2. Die zahlenmäßige Angabe einer bestimmten Preisersparnis stellt keine Werbung unter Angabe von Preisen im Sinne von §§ 1, 3 PAngV dar, wenn keiner der zur Berechnung herangezogenen Bezugspreise aus der Anzeige ersichtlich oder errechenbar ist.


Tenor:

Auf die Berufung der Antragsgegnerin wird das am 27.2.2009 verkündete Urteil der 12. Kammer für Handelssachen des Landgerichts Frankfurt am Main teilweise abgeändert.

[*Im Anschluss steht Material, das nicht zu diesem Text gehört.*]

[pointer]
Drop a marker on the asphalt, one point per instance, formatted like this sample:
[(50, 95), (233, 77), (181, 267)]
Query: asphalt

Der Beschluss - einstweilige Verfügung - des Landgerichts Frankfurt am Main vom 23.12.2008 wird hinsichtlich Ziffer 1. des Tenors aufgehoben; in diesem Umfang wird der Antrag auf Erlass einer einstweiligen Verfügung zurückgewiesen.

Im Übrigen wird die Berufung zurückgewiesen.

Die Kosten des Eilverfahrens werden gegeneinander aufgehoben.

Das Urteil ist rechtskräftig.

Gründe:

Von der Darstellung des Sachverhalts wird gemäß §§ 540 II i.V.m. 313 a I, 1 ZPO abgesehen.

Die zulässige Berufung hat hinsichtlich des Antrages zu 1. der Antragsschrift Erfolg; im Übrigen (Antrag zu 2. der Antragsschrift) ist sie unbegründet.

Antrag zu 2.:

Der Antragstellerin steht der vom Landgericht zuerkannte Unterlassungsanspruch gemäß Antrag zu 2. aus §§ 3, 5, 8 III Nr. 1 UWG zu.

Zwar widerspricht die beanstandete Werbung nicht dem Objektivitätserfordernis des § 6 II Nr. 2 UWG, da das Merkmal der Objektivität in diesem Zusammenhang nach der Rechtsprechung des Europäischen Gerichtshofs (vgl. die Nachweise bei Hefermehl/Köhler/Bornkamm, UWG, 27. Aufl., Rdz. 53 b zu § 6 UWG) lediglich dazu dient, Vergleiche auszuschließen, die sich aus einer subjektiven Wertung des Werbenden und nicht aus einer objektiven Feststellung ergeben.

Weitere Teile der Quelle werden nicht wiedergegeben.